From the Journals

Esophageal cancer: Preoperative chemoradiotherapy benefit in CROSS persists over 10 years


 

FROM JOURNAL OF CLINICAL ONCOLOGY

Among patients with locally advanced resectable esophageal or junctional cancer, the overall survival benefit conferred by preoperative chemoradiotherapy persists for at least 10 years, according to long-term results of the Chemoradiotherapy for Esophageal Cancer Followed by Surgery Study (CROSS). As a result of earlier publication of CROSS data, chemoradiotherapy followed by surgery has become one of the standards of care for patients with locally advanced resectable esophageal cancer, stated lead author Ben M. Eyck, MD, of Erasmus University Medical Center, Rotterdam, the Netherlands, and colleagues in the Journal of Clinical Oncology.

In the multicenter, randomized trial, initiated in 2004, 178 patients randomized to chemoradiotherapy with subsequent surgery and 188 patients randomized to surgery alone were followed with overall survival as the primary, and cause-specific survival and risks of locoregional and distant relapse as the secondary endpoints. Chemoradiotherapy consisted of 5 weekly cycles of carboplatin (area under the curve of 2 mg/mL/min) and paclitaxel (50 mg/m2 body surface area on days 1, 8, 15, 22, and 29) with concurrent radiotherapy (41.4 Gy in 23 fractions, 5 days per week. Mean age was 60 years (around 78% male), with squamous cell carcinoma (23%) and adenocarcinoma (75%) as the predominant histologies.
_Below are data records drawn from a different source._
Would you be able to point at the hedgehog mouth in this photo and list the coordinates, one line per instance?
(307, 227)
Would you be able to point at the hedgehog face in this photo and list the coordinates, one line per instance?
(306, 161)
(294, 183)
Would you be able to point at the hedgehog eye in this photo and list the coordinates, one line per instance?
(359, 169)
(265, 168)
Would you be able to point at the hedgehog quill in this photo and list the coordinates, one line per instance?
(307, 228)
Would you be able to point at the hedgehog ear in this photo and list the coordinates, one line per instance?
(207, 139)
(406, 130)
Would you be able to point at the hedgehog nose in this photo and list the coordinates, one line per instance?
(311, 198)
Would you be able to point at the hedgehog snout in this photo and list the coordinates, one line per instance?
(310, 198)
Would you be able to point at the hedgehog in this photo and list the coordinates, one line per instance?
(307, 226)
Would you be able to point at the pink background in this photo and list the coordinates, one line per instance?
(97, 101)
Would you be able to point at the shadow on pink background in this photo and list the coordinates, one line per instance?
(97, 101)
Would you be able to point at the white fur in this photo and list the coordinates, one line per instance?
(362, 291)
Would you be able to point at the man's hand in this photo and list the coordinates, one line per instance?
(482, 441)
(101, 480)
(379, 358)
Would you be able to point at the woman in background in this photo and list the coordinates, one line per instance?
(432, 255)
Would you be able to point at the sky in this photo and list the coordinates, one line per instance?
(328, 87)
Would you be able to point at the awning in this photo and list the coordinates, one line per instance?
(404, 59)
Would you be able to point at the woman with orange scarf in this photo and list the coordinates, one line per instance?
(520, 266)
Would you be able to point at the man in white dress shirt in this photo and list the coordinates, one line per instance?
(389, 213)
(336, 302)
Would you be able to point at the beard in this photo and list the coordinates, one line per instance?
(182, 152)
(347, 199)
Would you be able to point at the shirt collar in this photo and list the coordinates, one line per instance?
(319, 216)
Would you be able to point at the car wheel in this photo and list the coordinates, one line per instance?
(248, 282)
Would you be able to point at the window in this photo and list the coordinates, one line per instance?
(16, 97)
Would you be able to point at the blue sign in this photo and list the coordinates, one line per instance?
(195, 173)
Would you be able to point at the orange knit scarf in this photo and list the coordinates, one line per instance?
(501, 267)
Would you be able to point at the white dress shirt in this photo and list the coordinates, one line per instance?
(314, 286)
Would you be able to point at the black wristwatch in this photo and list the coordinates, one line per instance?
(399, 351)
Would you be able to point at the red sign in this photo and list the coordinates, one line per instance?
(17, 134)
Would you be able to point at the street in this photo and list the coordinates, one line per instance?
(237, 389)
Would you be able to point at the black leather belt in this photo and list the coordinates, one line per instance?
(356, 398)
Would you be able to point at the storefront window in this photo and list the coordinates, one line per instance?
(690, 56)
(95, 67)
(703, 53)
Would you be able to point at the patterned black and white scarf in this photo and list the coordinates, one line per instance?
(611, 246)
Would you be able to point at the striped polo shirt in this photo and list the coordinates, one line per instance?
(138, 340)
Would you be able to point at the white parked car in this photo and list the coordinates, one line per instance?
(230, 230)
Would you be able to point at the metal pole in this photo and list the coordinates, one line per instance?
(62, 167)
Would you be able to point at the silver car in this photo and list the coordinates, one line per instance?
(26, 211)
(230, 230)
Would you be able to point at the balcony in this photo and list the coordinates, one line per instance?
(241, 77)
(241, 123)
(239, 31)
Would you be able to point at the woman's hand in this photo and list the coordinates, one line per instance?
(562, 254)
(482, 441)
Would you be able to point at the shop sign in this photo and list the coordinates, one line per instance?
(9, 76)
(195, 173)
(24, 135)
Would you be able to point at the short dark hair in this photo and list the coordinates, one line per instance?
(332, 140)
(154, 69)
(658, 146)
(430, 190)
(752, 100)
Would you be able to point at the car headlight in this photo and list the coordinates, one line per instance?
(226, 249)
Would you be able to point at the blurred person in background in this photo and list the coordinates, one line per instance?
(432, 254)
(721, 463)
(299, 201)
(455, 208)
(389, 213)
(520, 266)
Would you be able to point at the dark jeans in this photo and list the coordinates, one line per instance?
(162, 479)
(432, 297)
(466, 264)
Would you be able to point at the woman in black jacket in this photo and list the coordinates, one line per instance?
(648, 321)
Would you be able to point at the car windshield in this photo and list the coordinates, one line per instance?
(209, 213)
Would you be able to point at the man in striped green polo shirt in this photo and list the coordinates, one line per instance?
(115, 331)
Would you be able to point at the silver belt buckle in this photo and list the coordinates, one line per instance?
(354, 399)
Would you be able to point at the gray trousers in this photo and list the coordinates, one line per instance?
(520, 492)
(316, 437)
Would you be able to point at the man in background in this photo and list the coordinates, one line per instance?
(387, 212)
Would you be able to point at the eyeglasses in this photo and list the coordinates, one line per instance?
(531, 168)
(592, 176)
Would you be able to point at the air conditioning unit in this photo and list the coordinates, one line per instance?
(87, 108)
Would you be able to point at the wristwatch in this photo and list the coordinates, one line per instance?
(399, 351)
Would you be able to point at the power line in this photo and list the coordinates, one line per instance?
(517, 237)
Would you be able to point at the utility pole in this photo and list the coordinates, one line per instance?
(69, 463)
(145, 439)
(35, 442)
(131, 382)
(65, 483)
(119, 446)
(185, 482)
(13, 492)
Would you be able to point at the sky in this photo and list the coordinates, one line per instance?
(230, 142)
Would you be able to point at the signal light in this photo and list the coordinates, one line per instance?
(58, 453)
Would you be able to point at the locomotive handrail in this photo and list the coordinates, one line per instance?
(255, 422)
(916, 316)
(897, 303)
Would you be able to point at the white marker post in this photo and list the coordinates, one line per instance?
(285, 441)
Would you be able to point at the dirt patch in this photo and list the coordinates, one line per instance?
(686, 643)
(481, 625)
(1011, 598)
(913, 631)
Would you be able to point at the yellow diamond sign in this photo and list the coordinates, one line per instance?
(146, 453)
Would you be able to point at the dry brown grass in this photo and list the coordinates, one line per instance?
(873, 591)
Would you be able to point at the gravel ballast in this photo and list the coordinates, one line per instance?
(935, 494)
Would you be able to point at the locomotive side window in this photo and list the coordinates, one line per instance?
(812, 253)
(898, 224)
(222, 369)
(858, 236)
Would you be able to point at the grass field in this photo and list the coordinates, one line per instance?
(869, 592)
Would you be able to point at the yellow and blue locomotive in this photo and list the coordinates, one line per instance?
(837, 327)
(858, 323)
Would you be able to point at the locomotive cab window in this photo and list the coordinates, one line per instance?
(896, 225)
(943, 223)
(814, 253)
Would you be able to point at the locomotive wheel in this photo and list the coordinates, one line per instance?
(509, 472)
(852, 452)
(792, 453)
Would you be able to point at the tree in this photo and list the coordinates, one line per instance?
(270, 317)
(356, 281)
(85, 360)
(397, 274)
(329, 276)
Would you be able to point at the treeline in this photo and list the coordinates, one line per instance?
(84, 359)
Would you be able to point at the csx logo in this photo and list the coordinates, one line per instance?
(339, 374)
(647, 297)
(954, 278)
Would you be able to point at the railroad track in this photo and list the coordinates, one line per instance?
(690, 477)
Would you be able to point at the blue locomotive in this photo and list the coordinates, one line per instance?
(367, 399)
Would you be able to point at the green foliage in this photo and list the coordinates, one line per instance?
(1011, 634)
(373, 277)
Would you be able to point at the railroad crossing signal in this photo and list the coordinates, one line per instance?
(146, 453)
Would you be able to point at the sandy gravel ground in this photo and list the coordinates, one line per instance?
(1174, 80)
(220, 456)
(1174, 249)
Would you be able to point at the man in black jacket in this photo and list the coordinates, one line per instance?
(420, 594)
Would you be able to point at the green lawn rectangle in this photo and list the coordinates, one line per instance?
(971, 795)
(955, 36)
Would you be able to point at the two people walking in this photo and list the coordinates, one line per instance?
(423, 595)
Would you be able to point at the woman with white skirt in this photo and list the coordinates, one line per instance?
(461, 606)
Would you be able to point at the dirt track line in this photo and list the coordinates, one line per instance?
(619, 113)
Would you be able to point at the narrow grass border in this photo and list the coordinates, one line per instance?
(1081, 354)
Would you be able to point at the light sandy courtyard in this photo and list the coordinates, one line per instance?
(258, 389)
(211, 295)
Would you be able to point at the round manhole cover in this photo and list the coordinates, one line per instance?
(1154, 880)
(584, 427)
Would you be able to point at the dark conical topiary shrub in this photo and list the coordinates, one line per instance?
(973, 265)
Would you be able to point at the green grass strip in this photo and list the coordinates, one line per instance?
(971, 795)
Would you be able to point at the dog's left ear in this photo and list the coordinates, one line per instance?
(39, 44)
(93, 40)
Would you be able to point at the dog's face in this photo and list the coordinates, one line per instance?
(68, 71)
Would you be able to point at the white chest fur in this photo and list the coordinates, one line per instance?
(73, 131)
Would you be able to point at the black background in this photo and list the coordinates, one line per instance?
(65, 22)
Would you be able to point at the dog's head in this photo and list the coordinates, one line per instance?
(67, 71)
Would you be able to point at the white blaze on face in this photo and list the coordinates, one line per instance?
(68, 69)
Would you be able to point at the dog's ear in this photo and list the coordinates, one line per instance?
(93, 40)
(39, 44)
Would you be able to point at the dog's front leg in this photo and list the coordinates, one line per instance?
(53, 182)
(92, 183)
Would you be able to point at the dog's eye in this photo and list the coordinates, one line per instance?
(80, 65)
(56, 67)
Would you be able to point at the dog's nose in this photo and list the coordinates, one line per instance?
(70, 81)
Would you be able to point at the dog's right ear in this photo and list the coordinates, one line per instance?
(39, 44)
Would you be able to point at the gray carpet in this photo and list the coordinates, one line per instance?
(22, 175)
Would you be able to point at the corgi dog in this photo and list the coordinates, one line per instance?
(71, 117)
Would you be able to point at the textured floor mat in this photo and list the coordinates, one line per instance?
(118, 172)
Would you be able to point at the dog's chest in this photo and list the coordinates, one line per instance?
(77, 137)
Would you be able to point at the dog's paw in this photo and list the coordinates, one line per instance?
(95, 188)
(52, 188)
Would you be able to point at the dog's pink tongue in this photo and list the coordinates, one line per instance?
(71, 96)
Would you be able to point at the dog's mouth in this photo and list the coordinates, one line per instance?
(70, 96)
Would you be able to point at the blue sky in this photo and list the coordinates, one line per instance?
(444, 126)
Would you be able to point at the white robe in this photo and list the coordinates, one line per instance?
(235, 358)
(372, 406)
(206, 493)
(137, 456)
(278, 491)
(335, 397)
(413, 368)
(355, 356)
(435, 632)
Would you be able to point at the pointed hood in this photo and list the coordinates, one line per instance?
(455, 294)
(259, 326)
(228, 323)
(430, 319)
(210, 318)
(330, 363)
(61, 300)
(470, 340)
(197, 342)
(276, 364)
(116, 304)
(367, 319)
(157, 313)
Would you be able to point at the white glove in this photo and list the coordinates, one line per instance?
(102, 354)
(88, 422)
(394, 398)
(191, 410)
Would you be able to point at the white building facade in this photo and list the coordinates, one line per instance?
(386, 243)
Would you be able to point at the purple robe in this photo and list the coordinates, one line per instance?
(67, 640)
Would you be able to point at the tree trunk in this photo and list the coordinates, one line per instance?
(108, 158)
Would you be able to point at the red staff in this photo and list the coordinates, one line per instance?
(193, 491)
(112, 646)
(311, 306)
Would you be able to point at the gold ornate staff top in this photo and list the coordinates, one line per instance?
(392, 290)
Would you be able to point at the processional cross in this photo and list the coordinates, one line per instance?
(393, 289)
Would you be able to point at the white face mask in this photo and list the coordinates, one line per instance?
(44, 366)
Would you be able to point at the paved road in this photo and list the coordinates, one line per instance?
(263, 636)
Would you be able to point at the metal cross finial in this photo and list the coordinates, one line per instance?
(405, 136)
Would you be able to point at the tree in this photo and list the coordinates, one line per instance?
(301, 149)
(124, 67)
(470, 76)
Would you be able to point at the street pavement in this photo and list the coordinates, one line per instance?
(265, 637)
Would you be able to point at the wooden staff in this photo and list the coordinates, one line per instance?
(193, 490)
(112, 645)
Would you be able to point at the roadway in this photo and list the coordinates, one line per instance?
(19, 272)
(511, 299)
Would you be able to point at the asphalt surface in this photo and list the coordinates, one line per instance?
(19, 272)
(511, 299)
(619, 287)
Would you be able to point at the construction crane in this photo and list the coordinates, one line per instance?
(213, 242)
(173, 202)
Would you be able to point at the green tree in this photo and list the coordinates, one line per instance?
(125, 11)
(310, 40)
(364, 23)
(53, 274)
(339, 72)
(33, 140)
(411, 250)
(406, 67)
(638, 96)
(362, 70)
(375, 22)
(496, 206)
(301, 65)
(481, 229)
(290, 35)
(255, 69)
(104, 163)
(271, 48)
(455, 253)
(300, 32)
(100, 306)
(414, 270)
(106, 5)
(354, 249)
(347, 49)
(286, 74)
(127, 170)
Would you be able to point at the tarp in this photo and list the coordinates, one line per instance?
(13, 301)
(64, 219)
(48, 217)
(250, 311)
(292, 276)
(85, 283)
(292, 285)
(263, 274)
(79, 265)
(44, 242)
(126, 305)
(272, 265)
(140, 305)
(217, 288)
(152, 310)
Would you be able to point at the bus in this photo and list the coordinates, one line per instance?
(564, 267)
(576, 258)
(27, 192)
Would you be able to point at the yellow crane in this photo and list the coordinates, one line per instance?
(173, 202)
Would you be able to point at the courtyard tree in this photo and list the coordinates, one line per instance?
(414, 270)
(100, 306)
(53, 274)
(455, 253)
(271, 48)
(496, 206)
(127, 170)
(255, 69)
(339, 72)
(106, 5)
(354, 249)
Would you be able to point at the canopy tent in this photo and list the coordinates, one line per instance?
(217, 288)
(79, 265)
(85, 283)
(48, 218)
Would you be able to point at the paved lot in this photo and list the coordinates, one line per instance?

The first analysis showed low short-term toxicity and 2-year survival increased from 50% for patients receiving surgery alone to 67% for neoadjuvant chemoradiotherapy plus surgery. Five-year follow-up data were consistent with initial reporting. Long-term benefits and harms of this regimen remain unclear, according to the researchers. Neoadjuvant chemoradiotherapy’s side effects could lead to long-term death from other causes than esophageal cancer, and may not be preventing but rather merely postponing cancer-related death. The aim of the current analysis was to determine whether the observed benefits persisted beyond 5 years.

As of Dec. 31, 2018, 117/178 patients in the chemoradiotherapy-surgery arm and 144/188 in the surgery arm had died. Median follow-up for surviving patients was 147 months. Patients in the chemoradiotherapy surgery arm had better overall survival than patients in the surgery arm (hazard ratio, 0.70; 95% confidence interval, 0.55-0.89; P = .004), with a 10-year overall survival of 38% (95% CI, 31-45) and 25% (95% CI, 19-32), respectively. No significant subgroup differences were observed for overall survival. Also, there was no evidence of a time-dependent effect of neoadjuvant chemoradiotherapy on overall survival. The major effect of neoadjuvant chemoradiotherapy, landmark analyses showed, was in the first 5 years of follow-up, with the effect on overall survival stabilized thereafter, with a hazard ratio approaching 1.00.

Cause-specific mortality

Eighty-four of 178 patients in the chemoradiotherapy-surgery arm died of esophageal cancer, with 32 dying of other causes. In the surgery arm, 121/188 died of esophageal cancer and 22 of other causes. The hazard ratio for esophageal cancer death in the chemoradiotherapy-surgery arm was 0.60 (95% CI, 0.46 to 0.80), with 10-year absolute risks of 47% (95% CI, 40-54) and 64% (95% CI,57-71), respectively, in the two arms. Death from other causes was comparable, with 10-year absolute risks of 15% (95% CI, 10-21) and 11% (95% CI, 7-16), respectively, for chemoradiotherapy-surgery versus surgery alone.